Installing CT-VL on Azure Cloud
Note
To obtain the CT-VL image for Azure, go to Azure MarketPlace, and look for "CipherTrust Vaultless Tokenization" v2.6 or higher.
Prerequisites to Install CT-VL on Azure Cloud
A virtual machine and a Subnet.
Minimum recommended settings for a CT-VL VM: 4 CPUs, 16GB memory.
Note
The network security group defines the firewall rules of the CT-VL virtual machine. At a minimum, incoming ports must allow port 22 (SSH) and port 443 (HTTPS).

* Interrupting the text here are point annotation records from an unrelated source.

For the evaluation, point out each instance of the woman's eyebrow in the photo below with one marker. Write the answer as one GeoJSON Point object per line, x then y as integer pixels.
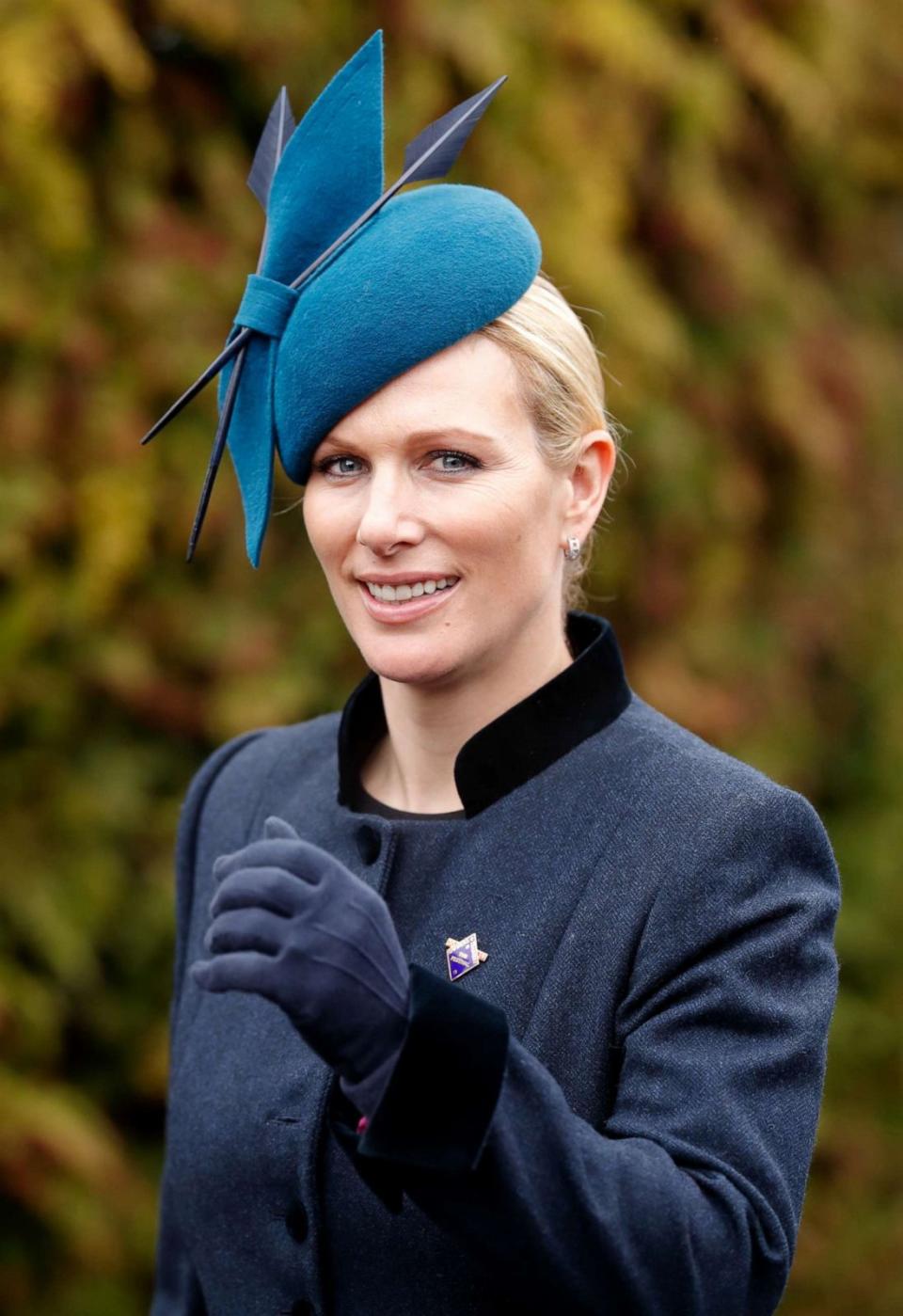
{"type": "Point", "coordinates": [420, 436]}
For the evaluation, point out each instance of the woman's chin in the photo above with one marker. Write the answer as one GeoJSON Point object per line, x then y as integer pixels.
{"type": "Point", "coordinates": [408, 659]}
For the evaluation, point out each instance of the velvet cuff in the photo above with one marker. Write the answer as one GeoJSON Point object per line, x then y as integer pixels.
{"type": "Point", "coordinates": [438, 1103]}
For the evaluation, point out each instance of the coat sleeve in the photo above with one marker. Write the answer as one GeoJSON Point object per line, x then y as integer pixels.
{"type": "Point", "coordinates": [686, 1200]}
{"type": "Point", "coordinates": [177, 1289]}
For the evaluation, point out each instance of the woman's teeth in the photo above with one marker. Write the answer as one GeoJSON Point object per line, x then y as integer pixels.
{"type": "Point", "coordinates": [399, 593]}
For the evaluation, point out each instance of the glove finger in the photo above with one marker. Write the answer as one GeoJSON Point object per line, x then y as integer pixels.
{"type": "Point", "coordinates": [243, 970]}
{"type": "Point", "coordinates": [246, 929]}
{"type": "Point", "coordinates": [358, 963]}
{"type": "Point", "coordinates": [270, 889]}
{"type": "Point", "coordinates": [303, 858]}
{"type": "Point", "coordinates": [277, 827]}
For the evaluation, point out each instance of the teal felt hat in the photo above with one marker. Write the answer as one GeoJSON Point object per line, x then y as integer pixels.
{"type": "Point", "coordinates": [386, 280]}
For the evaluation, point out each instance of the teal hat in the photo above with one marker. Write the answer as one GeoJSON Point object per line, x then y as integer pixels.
{"type": "Point", "coordinates": [418, 274]}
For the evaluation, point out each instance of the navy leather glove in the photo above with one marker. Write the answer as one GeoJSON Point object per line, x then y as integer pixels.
{"type": "Point", "coordinates": [291, 923]}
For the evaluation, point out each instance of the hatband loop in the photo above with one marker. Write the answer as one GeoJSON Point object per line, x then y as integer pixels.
{"type": "Point", "coordinates": [266, 306]}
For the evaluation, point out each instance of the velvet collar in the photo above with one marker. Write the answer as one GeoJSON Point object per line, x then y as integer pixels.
{"type": "Point", "coordinates": [521, 741]}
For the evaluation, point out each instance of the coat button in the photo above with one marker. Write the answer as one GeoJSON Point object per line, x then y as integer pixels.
{"type": "Point", "coordinates": [296, 1221]}
{"type": "Point", "coordinates": [369, 843]}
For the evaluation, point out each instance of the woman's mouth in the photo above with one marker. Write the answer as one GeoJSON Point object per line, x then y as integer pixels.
{"type": "Point", "coordinates": [409, 602]}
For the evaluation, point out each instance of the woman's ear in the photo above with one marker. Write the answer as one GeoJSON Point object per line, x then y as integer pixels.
{"type": "Point", "coordinates": [590, 481]}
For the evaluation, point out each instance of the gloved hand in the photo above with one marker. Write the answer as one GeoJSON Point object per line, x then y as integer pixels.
{"type": "Point", "coordinates": [291, 923]}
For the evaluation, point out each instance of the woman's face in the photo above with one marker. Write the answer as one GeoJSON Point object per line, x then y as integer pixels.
{"type": "Point", "coordinates": [438, 477]}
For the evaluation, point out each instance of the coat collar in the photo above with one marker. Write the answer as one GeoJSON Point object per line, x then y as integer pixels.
{"type": "Point", "coordinates": [521, 741]}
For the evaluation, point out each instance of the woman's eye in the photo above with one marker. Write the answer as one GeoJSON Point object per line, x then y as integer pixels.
{"type": "Point", "coordinates": [336, 465]}
{"type": "Point", "coordinates": [460, 457]}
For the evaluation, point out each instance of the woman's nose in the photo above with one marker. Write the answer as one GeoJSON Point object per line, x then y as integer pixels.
{"type": "Point", "coordinates": [388, 516]}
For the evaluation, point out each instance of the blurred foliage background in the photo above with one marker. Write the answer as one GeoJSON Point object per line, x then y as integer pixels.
{"type": "Point", "coordinates": [719, 185]}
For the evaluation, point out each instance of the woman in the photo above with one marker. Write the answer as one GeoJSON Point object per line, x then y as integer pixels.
{"type": "Point", "coordinates": [497, 991]}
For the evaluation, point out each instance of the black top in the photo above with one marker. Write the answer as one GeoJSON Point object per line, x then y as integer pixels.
{"type": "Point", "coordinates": [362, 801]}
{"type": "Point", "coordinates": [516, 745]}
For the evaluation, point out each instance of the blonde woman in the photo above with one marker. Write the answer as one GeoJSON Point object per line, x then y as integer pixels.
{"type": "Point", "coordinates": [495, 990]}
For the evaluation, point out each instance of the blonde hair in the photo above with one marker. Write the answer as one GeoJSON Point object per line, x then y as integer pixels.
{"type": "Point", "coordinates": [562, 389]}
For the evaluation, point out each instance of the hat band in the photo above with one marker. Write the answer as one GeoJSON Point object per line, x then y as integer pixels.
{"type": "Point", "coordinates": [266, 306]}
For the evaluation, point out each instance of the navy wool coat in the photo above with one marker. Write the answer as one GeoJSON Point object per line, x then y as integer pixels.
{"type": "Point", "coordinates": [612, 1114]}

If your cluster nodes are located in different resource groups, you also need to add port 5432 to the allowed incoming ports. However, if all your cluster nodes are in the same resource group, do not add port 5432, because nodes inside a resource group do not need any firewall permissions to communicate with one another.
Create the Azure VM
Log in to the Azure web portal.
Go to the Marketplace screen and search for CipherTrust Vaultless Tokenization. Select the desired version, and click the Create button.
Supply the following information to create a virtual machine:
VM name: name of the VM you want to use, for example,
my-CT-VL-2.6.0-azure-vm.VM disk type: SSD or HDD.
User name: Not required by CT-VL, but Azure needs this data to create a VM. This user name entry is not retained by CT-VL and is not used as a CT-VL credential.
Authentication type: Also not required by CT-VL, but required for Azure to create a VM. This authentication type entry is not retained by CT-VL and does affect the CT-VL configuration.
Resource group: You may create a new resource group or use an existing one. If you plan to create a cluster of CT-VL machines, it is recommended that all cluster nodes use the same resource group, so that they can communicate with one another without having to use a public static IP address or enable an incoming port in the firewall.
Location: For example, “West-US”.
Subnet and subnet address range:
Static or dynamic public IP address: Use a static IP address if you expect your cluster to span multiple resource groups.
Configuration Notes
To begin configuration, ssh into the instance as the cliadmin user using the public IP address, and follow the steps in Configuring the CT-VL System.
Note that on Azure, you will not configure the CT-VL network settings. Azure automatically configures these parameters for the CT-VL VM:
Internal and subnet IP addresses are provided to the VM through DHCP.
For CT-VL clusters, create an instance for each node in the cluster. Then configure each node separately, and join the nodes in a cluster.
When creating or joining a cluster, if you have all the cluster nodes in the resource group, you must use the same internal or subnet IP address used by the VM.
When adding a node to the cluster, you must always use the internal or subnet IP address of the new CT-VL VM node.